In case you have been living under a rock (or just aren’t into geeky note taking programs), Obsidian Notes is a brilliant one that works using markdown and is created by you, so that it works with your brain and workflow. I am an absolute addict and have spent way too many hours playing with mine.
It links between ideas for me, allowing those links to appear in my work – the graphic next to this is the lovely image I get when I view my whole library of notes. Each dot is a page, and those with many connections are bigger. One of the blue ones on the right, for example, is my trust page, from which many other ideas or sources link. The other is my link to Contaminated Blood Scandal sources.

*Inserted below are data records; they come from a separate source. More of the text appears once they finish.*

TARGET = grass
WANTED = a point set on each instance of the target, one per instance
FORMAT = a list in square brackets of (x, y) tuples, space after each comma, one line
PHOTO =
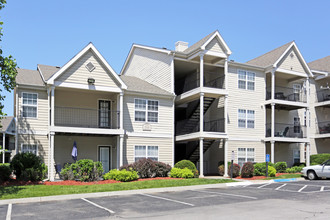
[(14, 192)]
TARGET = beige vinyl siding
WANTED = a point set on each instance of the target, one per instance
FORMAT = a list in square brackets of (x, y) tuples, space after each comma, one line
[(246, 99), (153, 67), (78, 72), (165, 116), (40, 140), (165, 148), (292, 63), (34, 124), (215, 46)]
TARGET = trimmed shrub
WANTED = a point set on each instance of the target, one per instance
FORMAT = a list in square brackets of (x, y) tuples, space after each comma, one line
[(247, 170), (280, 167), (187, 164), (85, 170), (147, 168), (236, 170), (181, 173), (28, 167), (121, 175), (221, 169), (319, 158), (5, 172)]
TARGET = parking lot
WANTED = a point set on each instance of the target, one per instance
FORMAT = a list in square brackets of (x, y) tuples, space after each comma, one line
[(296, 200)]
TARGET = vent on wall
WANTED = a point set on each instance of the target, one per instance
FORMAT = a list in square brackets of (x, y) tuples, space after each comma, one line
[(90, 66)]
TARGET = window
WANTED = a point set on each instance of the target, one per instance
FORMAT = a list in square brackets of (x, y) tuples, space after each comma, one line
[(146, 152), (245, 155), (245, 118), (30, 148), (246, 79), (29, 104), (146, 110)]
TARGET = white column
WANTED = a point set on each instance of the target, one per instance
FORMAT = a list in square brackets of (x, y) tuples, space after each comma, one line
[(201, 157), (225, 151), (121, 147), (201, 71), (272, 151)]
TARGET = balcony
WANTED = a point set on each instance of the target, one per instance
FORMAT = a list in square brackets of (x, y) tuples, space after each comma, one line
[(287, 130), (86, 118), (287, 94)]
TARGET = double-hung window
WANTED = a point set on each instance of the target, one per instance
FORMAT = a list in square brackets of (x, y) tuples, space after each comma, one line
[(30, 104), (246, 80), (245, 155), (245, 118), (142, 151), (146, 110)]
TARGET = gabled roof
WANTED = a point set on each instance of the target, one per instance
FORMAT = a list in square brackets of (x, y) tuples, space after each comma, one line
[(270, 57), (91, 47), (135, 84), (5, 123), (322, 64)]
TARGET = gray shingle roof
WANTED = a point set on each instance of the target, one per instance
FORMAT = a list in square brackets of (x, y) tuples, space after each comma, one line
[(138, 85), (5, 122), (270, 57), (322, 64), (29, 77), (47, 71)]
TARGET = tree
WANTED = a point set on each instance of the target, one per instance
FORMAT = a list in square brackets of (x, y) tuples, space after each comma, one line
[(7, 68)]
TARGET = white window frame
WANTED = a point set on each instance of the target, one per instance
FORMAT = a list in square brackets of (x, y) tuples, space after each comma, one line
[(146, 149), (246, 118), (246, 80), (29, 144), (22, 114), (147, 110)]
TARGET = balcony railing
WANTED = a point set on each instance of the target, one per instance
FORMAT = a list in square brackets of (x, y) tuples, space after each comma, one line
[(287, 130), (323, 95), (86, 118), (288, 94), (323, 127)]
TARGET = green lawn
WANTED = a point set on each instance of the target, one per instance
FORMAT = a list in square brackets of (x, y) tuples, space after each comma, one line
[(13, 192)]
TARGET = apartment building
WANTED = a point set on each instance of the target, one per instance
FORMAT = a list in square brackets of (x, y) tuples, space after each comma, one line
[(189, 103)]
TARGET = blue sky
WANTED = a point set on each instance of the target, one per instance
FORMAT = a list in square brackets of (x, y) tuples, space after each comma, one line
[(52, 32)]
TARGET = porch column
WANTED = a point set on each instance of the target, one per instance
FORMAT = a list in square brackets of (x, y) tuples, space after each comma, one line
[(201, 157), (272, 151), (226, 157), (201, 71), (51, 167)]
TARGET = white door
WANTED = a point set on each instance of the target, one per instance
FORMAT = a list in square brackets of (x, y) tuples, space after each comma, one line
[(104, 157)]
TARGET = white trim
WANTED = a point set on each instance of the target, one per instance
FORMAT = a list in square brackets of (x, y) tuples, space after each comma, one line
[(87, 87), (91, 47)]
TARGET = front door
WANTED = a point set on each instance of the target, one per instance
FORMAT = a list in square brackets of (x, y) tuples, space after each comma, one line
[(104, 113), (104, 157)]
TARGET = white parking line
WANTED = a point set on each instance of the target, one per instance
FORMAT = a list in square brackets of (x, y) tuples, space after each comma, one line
[(226, 194), (302, 188), (101, 207), (8, 217), (171, 200), (280, 186)]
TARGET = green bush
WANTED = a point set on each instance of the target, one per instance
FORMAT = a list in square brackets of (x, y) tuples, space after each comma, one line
[(84, 170), (5, 172), (247, 170), (319, 158), (280, 167), (28, 167), (187, 164), (181, 173), (121, 175)]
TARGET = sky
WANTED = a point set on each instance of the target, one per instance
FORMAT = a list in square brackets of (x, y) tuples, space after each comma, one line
[(52, 32)]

I’ve always been a fan of writing in a modular way, and have used Scrivenor in the past to do that. It let me have only that single section in front of me, which prevents me from going, “ohhh look, the shiny idea, that is interesting, I want to tell someone…” and including a load of irrelevant stuff. It also meant I could move sections around easily for flow.
But I heard Inger and Jason talking about using Obsidian Notes to write academic papers in and store other useful data in for work so I thought I might give it a try (as I do for many of their ideas – if you don’t already, check their podcast out). It was utterly natural and actually much easier to write in.
I started with a single page with the title of the overall document – in this case, my methods paper for my PhD.
Nice and simple – I keep it within my file system, and then create a folder there to keep all of the bits in.
That way, I can see the main file without the massive list of the sections clogging up my visual field or my brain.
Next I think about the headings of the sections – Intro, background, and so on for a traditional paper. Then I can make those pages and add them in, using this command within the main page.
Then go your merry way, write each section to your heart’s content! Once you have got those sections in, it looks a little like this, with a line on the left showing how many pages deep you are. In some cases I have page after page embedded into each other and then into my main page.
But you are going to need to export this, and likely into word. This is frankly a bit of a pain – I export to pdf and from there, I export to word. I have to go through and remove all of those red lines on the left which can be a real pain…
I use endnote for my referencing and it doesn’t have any plugins for this, as is traditional, so I just copy the reference and stick it in, updating once I am in the word document.
I hope that helps someone on their journey!